Yes, and that's correct behavior. Permission to change/delete a folder (not its content) are described by access that's set to the containing folder. The target folder is a content of its parent folder.
asnell wrote:... This deletion then gets synchronised by the Dropbox desktop client and removed from other users who do (or did) have shared access.
...
And this is a real security issue!!! That means user can make some changes even when appropriate permission is missing! Bad thing...
- Demitri
Heya; I'm Demitri -- I'm on our escalations team.
Sorry to hear you ran into issues there.
What you've described is currently an expected behavior (though admittedly: we know it has the capacity to lead issues like you've described). The short explanation being: Dropbox allows you to have more dynamic permissions where you can have expanding or restricting permissions as you go down levels in your folder structure.

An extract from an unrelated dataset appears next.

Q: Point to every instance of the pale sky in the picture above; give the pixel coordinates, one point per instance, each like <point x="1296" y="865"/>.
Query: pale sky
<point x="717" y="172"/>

So if my Dropbox account has a folder path with permissions that looks like:
-/Share 1/ [edit access]
- - /Share 2/ [view access]
- - - /Share 3/ [edit access]
I'm able to modify objects inside of "Share 1" - that includes deletion. "Share 2" is an object inside of "Share 1" where I have edit permissions so I have the ability to delete that. I do not have edit access to make changes inside of "Share 2" - and any objects in there could not individually be affected by my account, except contents inside of "Share 3" where my imaginary account also has access. 🙂
This can affect any Dropbox account - but where I see this cause the most problems for people is usually Dropbox Business teams, specifically here:
https://help.dropbox.com/organize/manage-team-space
When the option to allow all members of a team to edit the top level of your shared workspace is enabled. Disabling this means only Dropbox team admins will be able to create/remove top level team folders moving forward (though members will still be able to manage access inside of those folders as needed) so accidental moves/deletes like this are less likely.

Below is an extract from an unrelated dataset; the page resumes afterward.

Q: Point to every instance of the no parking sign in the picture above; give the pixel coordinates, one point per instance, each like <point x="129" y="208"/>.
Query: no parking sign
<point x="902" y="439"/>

So for the moment, this is something to be wary of. If this is particularly impactful to your team's organizational setup: I'm happy to collect feedback from you all about how you use sharing/file organization within Dropbox, and any feedback you'd like to bring to our product development team about this functionality.
Thanks ya'll!Demitri, Your explanation of the current state is not very consistent! How is a user that don't have access to particular folder able to delete it? That should be possible only when the folder is empty, but in particular case in Dropbox server it's NOT!!! That makes the case a security issue. You definitely have some more work to do for users files protection.
The problem in particular situation, described by asnell, is that despite the folder is not empty on the server it appears empty locally (which makes deletion possible). In meantime, until waiting for real solution, workaround can be putting some file in such folders, like ".dropbox" and ignored in the same way (might be even empty). In such a way direct folder deletion would be impossible - non empty folder. Another way is wipe out all standard flags (not only the write flag, like now). In such a way direct deletion would be impossible too - the system cannot see whether the folder is empty or not, so assumes there is something (as is actually on the server). 😉
Hope this helps some issues fixing to some extent.
Walter wrote:...
It sounds like you may have set your top level folders to be editable by all team members - could it be that what's causing this?
...
It's just not true, Walter. As can be seen both from folder setup (web view) and from console output, the folder is correctly setup as writable for first user and read-only for second one. 🙂 Classical application BUG and not only. Not only because with inappropriate credentials, this should NOT be possible on the Dropbox server despite possible locally, but it happens (as can be seen). Just as a hint to your application development staff - setting read only to particular folder doesn't restrict this folder to be deleted, it only restricts changes to the folder content (there is nothing right now, because restriction set to the user 😁) - for reference: POSIX.